Ever wondered how google returns search results from its super massive tables for millions of user on eack keystroke? No matter how expensive your hardware is and how much processing power you have, your machine will be on its knees when a complex query full scans massive tables for a bunch of queries. You have to know your data very well, and you have to know your users (or use cases) very well. Do whatever to avoid full scans on large data sets specially if the query is run frequently. Obviously there is no problem to run a query that takes 5 minutes once every weekend but never a frequently used query should take more that a few seconds. There are heaps you can do to avoid full scans and it is well covered under query processing resources. Read this book to learn some techniques to do such stuff in Ms Sql Server 2008.

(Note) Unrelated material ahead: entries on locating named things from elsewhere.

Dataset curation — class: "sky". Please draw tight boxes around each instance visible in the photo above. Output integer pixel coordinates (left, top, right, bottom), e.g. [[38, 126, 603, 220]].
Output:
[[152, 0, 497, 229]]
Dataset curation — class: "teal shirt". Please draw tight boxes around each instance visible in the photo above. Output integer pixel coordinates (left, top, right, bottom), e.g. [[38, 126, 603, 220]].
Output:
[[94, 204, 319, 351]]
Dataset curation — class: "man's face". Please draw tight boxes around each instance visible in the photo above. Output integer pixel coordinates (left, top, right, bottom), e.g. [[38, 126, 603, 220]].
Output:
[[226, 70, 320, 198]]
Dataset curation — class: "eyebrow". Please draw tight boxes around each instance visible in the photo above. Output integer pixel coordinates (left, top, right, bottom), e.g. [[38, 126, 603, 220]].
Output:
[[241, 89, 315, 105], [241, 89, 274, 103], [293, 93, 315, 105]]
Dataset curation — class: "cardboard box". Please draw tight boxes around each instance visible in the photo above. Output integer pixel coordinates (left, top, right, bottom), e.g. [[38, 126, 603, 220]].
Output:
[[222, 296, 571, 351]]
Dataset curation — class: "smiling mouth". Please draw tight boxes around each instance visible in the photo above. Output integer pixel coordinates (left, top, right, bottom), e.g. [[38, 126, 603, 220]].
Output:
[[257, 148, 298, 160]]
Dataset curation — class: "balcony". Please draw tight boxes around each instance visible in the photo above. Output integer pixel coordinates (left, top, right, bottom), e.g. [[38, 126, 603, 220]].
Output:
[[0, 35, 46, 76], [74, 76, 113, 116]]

Despite all the powerfull tools and smartness that SQL Server or any other commercial DBMS provides, there are cases that top k query processing is not possible at all with just writing SQL. That is when you need to know about the algorithms. Yes! some computer science fun! Top k query processing is a widely studied subject, and there are heaps of methods and techniques that can super drastrically improve the application performance! Unfortunately most comercial DBMSs do not support even easiest top k query processing techniques and algorithms. Hence, you have to code them yourself if you decided to use them. A few top k query processing techniques like TA and PRA are quiet quick and easy to develop but some others are harder and much more complex. This 2008 Acm Survey is an excellent source to gain good understanding of top k query processing thanks to the guys at Waterloo university, ON, Canada.

To be precise. my message on this post is that there is no excuse for long running queries!

Are you a super smart senior consultant? See if you can pass my interview.

I have been looking in the market to change my job in last few weeks and have faced very interesting stuff that is worth writing a book, at least a short story about.

I have seen a christian who wanted to develop the ultimate database inspired from Jesus, have been to interviews where the company has not actually had a position yet, and I have faced people who think are super smart senior consultants and know how to avoid an object being finalized in garbage collector.

If you are one of those super smart senior consultants who knows everything see if you can answer this very basic classic database question. If you can’t you should seriously rethink about your title. Seriously, I can’t  believe someone developing business application for more than a decade and not being able to solve this problem in an interview:

Q. We have a couple of tables in a database. First table has column X and second table has column Y. First table has a foreign key relationship to the second table. What do you do to calculate “SELECT TOP 1 * FROM X JOIN Y … ORDER BY a*X+b*Y DESCwithout a full scan on any table; assuming a and b are arbitrary positive numbers provided by user each time? You don’t necessarily have to solve it with only SQL and you are allowed to use C#. Above query is only for defining the problem.

Justification: Why I think this can be a valid interview question? Two reasons: 1) Think how many time you have faced a client complaining from performance and how many time you where in a situation that knowing how to avoid an object from being finalized makes the customer happy? 2) How easy is it to get the knowledge of algorithms for fast data processing on site in contrast to some rare technical terminology? Google avoiding an object from being finalized and you quickly get your answer in a few seconds but I would be interested to know how you use google to solve this problem?